When an explicit accelerator is requested but unavailable, a RuntimeError is raised with a descriptive message.

resolve_device() utility#

The device resolution logic is available as a standalone function for custom workflows:

from phenotypic.nn._checkpoint_manager import resolve_device

device = resolve_device("auto")           # raises if no accelerator
device = resolve_device("auto", allow_cpu=True)  # falls back to CPU with warning

Listing and Clearing Models#

List cached checkpoints#

python -m phenotypic.nn list

This prints a table showing all cached SAM2 and micro-sam checkpoints with their file sizes and paths.

Clear cached checkpoints#

# Clear all cached checkpoints (prompts for confirmation)
python -m phenotypic.nn clear

# Clear only SAM2 checkpoints
python -m phenotypic.nn clear --model-type sam2

# Clear only micro-sam checkpoints
python -m phenotypic.nn clear --model-type microsam

Troubleshooting#

ImportError: Sam2Detector requires the sam2 package#

PyTorch and the model packages are not installed. Install the torch extra:

uv add "phenotypic[torch]"

(Linux/macOS only — sam2 is not packaged for Windows.)
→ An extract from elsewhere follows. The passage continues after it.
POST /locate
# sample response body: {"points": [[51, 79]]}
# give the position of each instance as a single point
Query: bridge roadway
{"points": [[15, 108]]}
ImportError: MicroSamDetector requires the micro_sam package#

micro_sam is conda-only and must be installed separately. See Enabling micro_sam (optional, self-service) above.

RuntimeError: No accelerator available#

No GPU was detected. Options:

  • Ensure your GPU drivers and CUDA toolkit are installed correctly.

  • On macOS with Apple Silicon, ensure PyTorch >= 2.0 with MPS support.

  • Pass device="cpu" to force CPU inference (very slow):

Sam2Detector(device="cpu")

RuntimeError: device='cuda' requested but CUDA is not available#

CUDA was explicitly requested but is not available. Check:

  • nvidia-smi shows your GPU.

  • PyTorch was installed with CUDA support (torch.cuda.is_available() returns True).

  • On SLURM, the job was submitted to a GPU partition.

Out of memory (OOM) errors#

SAM models require significant GPU memory. To reduce VRAM usage:

  • Use a smaller model: Sam2Detector(model_size="tiny") instead of "large".

  • Use MicroSamDetector(model_type="vit_t_lm") for the smallest micro-sam model.

  • Reduce points_per_side (e.g., 16 instead of 32) to generate fewer candidate masks.

  • Process smaller images or downscale before detection.

Checkpoint not found on SLURM compute nodes#

Compute nodes often lack internet access. Pre-download checkpoints on the login node:

python -m phenotypic.nn download --model-type sam2 --model-size tiny
python -m phenotypic.nn download --model-type microsam --model-name vit_b_lm
python -m phenotypic.nn list  # verify

Ensure TORCH_HOME and MICROSAM_CACHEDIR (if customised) point to a shared filesystem accessible from compute nodes.